According to Hill's office, no formal proposal text was received from the White House before the vote, and the bill moved under suspension -- a process that typically does not allow amendments. The executive order also gave the Treasury 30 days to define key terms such as "large institutional investor" and "single-family home," definitions that are still pending.
Still, the issue is far from settled.
Marlin Stutzman, a Republican from Indiana, is drafting separate legislation and said leaving the provision out of Monday's bill was "nothing intentional towards the White House."
"There's a lot of support for the proposal that President Trump put forward," Stutzman said. "In fact, I just spoke to the White House staff before coming back here to the office to say there's a strategy and a plan. It's just a matter of ... congress is big and clumsy, and we're just getting the language put together, getting the bill filed."
Stutzman framed the push as part of a broader effort to ease financial strain on households.
"The American people have been through so much over the last five years because of COVID and the Biden administration. They need a break. They need a reprieve," he said. "President Trump is making proposals to help the American people, which ultimately helps the American economy."

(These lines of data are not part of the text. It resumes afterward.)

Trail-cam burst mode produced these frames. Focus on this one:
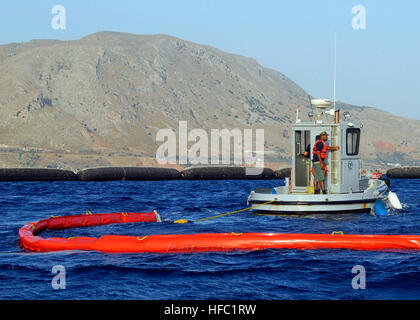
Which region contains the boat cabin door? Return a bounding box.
[292,130,312,192]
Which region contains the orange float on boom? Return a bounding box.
[19,212,420,253]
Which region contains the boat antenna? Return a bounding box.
[334,32,337,113]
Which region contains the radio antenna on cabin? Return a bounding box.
[334,32,337,113]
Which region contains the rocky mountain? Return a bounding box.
[0,32,420,169]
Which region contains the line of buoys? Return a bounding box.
[386,167,420,179]
[0,168,77,181]
[77,167,181,181]
[0,166,290,181]
[19,212,420,253]
[181,166,274,180]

Importantly, Stutzman is not advocating a blanket prohibition. Instead, he's proposing a structure that prioritizes families without completely locking out investors.
"One of the things that I've tossed out there is for a 100-day waiting period -- so that if the house is on the market longer than 100 days, then institutional investors could come in and be a part of the purchase," he said. "But at least just let American families be at the front of the line rather than housing developments being bought up by institutional investors first."
He also suggested allowing institutional buyers in rent-to-own scenarios.
"That would be another, scenario that I would be open to that if the institutional investors bought it, that they already had buyers for it in a rent to own situation," he said, adding,"That's in the language that I'm proposing."
If the president backs the measure, he added,"there's going to be some good support for it."
The debate has drawn attention from major institutional landlords, including Blackstone, one of the largest owners of single-family rentals in the US through acquisitions such as Home Partners of America and Tricon Residential.
In a statement to The Post, a Blackstone spokesperson said,"Our ownership of US single-family homes represents about 2% of our real estate [assets under management] and 0.5% of the overall firm. We have also been a net seller of homes over the last decade -- with our holdings down more than one-fifth. That said, we believe our current portfolio is poised to continue to perform quite well and operate at the highest standards for residents."
Institutional investors account for a relatively small slice of the nation's housing stock, but their presence in certain fast-growing markets has fueled political backlash, especially among younger voters, as home prices continue to skyrocket.